Above the beach rises a steep cliff crowned with a row of shining new development: high rise condos, sea-facing balconies. This is like Miraflores, Lima’s new downtown mushrooming upwards. But Barranco, the neighborhood, is some blocks back from this, in from the coast.
Blown-out ghost mansions adjacent to new concrete-block apartments. Restaurants and bars, clubs and tiendas. It’s not commercial like Miraflores, at the same time, it’s not simply residential. At night there’s a nervous edge, during the day the streets busy with carbon.

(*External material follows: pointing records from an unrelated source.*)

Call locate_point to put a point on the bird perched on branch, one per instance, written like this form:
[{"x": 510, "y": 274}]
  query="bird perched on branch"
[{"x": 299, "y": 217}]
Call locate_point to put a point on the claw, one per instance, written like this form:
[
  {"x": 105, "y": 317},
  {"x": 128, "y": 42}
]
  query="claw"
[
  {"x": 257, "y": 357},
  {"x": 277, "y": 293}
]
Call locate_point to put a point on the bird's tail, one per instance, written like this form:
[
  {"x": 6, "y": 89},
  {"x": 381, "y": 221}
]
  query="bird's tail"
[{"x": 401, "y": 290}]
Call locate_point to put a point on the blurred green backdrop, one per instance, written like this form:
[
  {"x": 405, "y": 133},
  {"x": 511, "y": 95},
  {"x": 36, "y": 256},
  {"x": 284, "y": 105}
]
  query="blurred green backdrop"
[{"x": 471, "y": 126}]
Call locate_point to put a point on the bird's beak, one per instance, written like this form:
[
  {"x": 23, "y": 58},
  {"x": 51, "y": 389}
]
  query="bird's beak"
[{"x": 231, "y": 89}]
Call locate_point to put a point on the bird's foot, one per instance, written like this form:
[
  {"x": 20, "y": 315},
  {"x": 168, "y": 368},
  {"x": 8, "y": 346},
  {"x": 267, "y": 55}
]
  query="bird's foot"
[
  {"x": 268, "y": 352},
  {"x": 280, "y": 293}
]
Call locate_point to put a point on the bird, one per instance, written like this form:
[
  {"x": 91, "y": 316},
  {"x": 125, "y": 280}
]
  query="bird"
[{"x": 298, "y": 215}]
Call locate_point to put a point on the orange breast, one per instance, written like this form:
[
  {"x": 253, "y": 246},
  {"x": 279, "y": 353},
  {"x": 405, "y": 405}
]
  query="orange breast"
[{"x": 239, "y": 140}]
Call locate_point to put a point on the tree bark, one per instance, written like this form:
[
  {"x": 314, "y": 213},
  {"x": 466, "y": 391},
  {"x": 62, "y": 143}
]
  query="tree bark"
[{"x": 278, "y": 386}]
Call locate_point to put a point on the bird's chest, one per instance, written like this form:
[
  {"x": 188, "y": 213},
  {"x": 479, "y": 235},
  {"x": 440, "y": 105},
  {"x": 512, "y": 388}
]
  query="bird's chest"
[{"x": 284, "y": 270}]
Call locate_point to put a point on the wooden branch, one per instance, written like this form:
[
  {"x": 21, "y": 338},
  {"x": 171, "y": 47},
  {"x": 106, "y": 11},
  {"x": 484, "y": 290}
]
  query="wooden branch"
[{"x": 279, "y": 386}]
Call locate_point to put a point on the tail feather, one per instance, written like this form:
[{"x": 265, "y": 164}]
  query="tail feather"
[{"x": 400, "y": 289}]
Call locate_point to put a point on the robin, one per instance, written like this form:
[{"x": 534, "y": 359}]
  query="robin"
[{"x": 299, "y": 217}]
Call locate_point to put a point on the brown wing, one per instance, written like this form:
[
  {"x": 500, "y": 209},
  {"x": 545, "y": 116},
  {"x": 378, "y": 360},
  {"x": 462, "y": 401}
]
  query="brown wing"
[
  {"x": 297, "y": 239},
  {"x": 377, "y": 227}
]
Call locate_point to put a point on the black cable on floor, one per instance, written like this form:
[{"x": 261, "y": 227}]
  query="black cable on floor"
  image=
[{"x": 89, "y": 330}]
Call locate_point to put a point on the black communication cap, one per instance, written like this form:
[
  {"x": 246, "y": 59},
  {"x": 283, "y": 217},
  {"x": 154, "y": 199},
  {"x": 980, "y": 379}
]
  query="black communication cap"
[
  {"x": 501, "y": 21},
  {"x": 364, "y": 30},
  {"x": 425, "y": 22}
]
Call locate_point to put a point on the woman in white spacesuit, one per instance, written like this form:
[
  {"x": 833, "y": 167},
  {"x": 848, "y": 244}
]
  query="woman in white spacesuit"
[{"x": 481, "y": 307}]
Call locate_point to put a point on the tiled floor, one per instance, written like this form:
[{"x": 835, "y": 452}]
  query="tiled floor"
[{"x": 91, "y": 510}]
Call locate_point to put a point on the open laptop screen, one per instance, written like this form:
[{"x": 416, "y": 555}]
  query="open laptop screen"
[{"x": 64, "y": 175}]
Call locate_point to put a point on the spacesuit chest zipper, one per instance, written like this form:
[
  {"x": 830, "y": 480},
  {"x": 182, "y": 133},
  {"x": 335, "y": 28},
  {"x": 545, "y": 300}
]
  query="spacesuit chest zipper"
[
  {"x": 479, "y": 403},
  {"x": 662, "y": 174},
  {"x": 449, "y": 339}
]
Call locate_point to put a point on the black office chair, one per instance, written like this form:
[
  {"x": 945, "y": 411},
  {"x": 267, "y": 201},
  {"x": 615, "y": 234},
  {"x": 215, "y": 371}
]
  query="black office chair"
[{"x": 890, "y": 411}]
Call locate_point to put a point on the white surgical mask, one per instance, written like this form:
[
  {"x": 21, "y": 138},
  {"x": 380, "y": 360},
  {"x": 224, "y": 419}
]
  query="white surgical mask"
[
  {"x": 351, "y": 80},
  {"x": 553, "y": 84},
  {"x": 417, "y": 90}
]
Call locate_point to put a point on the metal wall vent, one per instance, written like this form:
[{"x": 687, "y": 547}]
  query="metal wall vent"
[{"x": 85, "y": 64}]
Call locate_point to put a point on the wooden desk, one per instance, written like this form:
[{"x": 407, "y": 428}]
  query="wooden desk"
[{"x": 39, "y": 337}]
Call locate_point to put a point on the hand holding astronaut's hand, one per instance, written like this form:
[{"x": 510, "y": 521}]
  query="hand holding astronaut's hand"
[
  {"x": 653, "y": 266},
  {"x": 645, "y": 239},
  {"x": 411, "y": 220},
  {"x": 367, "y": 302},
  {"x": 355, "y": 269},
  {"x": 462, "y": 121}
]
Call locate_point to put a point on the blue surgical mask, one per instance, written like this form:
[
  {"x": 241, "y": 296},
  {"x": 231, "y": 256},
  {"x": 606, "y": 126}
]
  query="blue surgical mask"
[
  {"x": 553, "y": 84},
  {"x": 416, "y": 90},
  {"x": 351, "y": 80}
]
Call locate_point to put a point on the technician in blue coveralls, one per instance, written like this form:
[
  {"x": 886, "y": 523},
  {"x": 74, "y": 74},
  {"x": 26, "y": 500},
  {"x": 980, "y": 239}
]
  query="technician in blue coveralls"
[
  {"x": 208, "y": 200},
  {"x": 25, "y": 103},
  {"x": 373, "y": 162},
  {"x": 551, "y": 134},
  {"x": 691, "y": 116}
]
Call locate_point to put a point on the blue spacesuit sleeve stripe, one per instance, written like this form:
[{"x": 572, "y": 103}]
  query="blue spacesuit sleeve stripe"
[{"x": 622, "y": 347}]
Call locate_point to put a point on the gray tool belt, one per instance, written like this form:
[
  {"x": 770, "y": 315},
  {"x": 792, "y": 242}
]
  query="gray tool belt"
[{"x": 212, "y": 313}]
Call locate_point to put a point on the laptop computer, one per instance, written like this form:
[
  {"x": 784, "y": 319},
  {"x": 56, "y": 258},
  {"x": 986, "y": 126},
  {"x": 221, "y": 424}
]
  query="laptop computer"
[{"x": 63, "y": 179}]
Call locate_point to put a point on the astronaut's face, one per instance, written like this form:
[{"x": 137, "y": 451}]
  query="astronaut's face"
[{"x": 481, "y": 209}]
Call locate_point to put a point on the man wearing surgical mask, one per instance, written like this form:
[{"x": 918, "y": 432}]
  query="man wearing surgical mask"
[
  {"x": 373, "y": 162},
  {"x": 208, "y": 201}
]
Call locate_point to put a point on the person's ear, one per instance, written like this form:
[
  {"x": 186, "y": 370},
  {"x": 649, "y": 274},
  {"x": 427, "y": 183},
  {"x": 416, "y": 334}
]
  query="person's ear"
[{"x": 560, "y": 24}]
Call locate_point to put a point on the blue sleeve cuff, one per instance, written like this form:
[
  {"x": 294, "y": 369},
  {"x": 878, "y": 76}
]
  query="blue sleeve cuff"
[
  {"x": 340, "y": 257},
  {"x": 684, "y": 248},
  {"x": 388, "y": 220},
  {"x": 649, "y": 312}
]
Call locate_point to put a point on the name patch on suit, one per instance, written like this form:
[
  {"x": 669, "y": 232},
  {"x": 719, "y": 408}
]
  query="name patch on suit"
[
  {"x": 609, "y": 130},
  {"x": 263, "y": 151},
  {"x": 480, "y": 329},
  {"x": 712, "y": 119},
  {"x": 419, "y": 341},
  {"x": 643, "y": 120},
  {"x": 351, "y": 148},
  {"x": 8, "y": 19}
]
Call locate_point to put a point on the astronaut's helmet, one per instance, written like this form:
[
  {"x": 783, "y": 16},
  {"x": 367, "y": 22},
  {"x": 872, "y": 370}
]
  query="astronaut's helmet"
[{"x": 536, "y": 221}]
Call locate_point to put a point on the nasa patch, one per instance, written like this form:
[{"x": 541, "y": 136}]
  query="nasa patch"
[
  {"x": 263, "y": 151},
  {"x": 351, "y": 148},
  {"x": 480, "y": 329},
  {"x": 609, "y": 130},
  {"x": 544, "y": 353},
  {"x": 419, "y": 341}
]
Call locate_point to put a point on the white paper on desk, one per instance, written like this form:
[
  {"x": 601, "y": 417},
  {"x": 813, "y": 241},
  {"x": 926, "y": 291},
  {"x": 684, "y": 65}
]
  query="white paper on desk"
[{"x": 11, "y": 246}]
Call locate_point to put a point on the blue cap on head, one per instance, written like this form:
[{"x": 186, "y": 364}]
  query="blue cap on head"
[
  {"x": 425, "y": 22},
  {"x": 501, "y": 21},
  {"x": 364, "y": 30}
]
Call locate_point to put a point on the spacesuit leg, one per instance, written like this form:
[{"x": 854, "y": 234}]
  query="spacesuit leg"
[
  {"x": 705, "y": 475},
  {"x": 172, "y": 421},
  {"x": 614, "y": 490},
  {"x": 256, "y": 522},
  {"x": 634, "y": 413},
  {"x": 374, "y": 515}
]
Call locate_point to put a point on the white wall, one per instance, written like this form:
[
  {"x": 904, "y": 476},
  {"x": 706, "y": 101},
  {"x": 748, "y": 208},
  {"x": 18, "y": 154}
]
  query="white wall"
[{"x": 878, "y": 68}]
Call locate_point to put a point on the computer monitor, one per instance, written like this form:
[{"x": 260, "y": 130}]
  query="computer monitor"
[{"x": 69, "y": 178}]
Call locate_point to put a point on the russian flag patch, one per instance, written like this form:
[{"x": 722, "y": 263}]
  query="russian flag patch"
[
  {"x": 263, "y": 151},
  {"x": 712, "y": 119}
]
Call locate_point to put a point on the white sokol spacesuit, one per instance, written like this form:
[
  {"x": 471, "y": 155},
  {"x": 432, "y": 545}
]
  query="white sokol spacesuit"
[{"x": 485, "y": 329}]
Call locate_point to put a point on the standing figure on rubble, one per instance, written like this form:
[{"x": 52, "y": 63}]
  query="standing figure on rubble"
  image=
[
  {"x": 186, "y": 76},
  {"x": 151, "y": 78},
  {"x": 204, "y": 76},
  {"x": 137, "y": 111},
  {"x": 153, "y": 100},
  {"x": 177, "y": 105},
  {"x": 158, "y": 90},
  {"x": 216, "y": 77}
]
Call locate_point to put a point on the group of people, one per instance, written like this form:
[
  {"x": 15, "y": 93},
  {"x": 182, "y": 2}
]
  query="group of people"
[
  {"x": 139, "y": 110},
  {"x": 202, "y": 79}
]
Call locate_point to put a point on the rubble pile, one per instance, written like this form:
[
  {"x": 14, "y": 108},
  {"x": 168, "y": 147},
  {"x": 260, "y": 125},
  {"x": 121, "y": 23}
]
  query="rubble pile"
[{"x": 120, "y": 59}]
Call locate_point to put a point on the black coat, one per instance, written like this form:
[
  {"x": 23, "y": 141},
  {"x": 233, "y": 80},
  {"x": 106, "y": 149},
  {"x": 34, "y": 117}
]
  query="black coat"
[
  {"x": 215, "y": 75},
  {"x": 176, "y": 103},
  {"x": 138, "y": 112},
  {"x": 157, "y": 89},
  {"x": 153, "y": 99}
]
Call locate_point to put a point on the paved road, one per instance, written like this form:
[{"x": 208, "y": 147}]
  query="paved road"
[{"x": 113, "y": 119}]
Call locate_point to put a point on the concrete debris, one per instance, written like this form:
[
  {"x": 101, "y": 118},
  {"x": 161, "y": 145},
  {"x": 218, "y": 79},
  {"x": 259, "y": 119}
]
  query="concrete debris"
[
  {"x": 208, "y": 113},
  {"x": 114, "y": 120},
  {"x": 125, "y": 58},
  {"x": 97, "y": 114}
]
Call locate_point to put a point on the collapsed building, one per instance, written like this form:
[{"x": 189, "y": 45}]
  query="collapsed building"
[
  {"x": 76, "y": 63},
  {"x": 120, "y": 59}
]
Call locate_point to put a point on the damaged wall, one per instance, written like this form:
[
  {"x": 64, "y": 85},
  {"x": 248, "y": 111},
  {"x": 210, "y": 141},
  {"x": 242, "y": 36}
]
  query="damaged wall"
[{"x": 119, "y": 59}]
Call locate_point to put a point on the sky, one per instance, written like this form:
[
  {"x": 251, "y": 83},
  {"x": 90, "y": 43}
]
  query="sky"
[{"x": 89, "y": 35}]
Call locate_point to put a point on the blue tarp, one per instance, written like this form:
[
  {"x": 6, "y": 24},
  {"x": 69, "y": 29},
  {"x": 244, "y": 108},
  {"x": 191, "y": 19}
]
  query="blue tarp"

Went out into Barranco tonight and stumbled across a little place called El Keko. The band was playing covers of Nico, the Velvet Underground, Bob Dylan, Janis Joplin… very earnest and heartfelt covers of American rock songs, curiously drawn from a certain era of the 1960s. Books for sale strewn on a table in the front room of the club. The first place that seemed to me to fulfill Barranco’s guidebook reputation as the “bohemian neighborhood” of Lima.
The place rolled with smoke, the age mix was nicely dispersed, with a concentration of young people, and Aurora and I had beer and pisco as we watched the bands. A young man with the thin face of a high altitude indigenous person, an Inca face, wears a mod hairdo, mop chop in place of knit cap with earflaps.
“Freedom’s just another word for ‘nothing left to lose'” the singer sings in the asymmetrical accent that comes from learning a language very carefully one small piece at a time: the way I imagine I would sing a song in Spanish that I loved first as a song before I could understand what it said.
A hamburger in Barranco: a burger in a bun on a bed of tiny, crunchy fries that crackle as you eat it. Mayo is served on the side in a tube. No lettuce, pickle, or tomato to be found.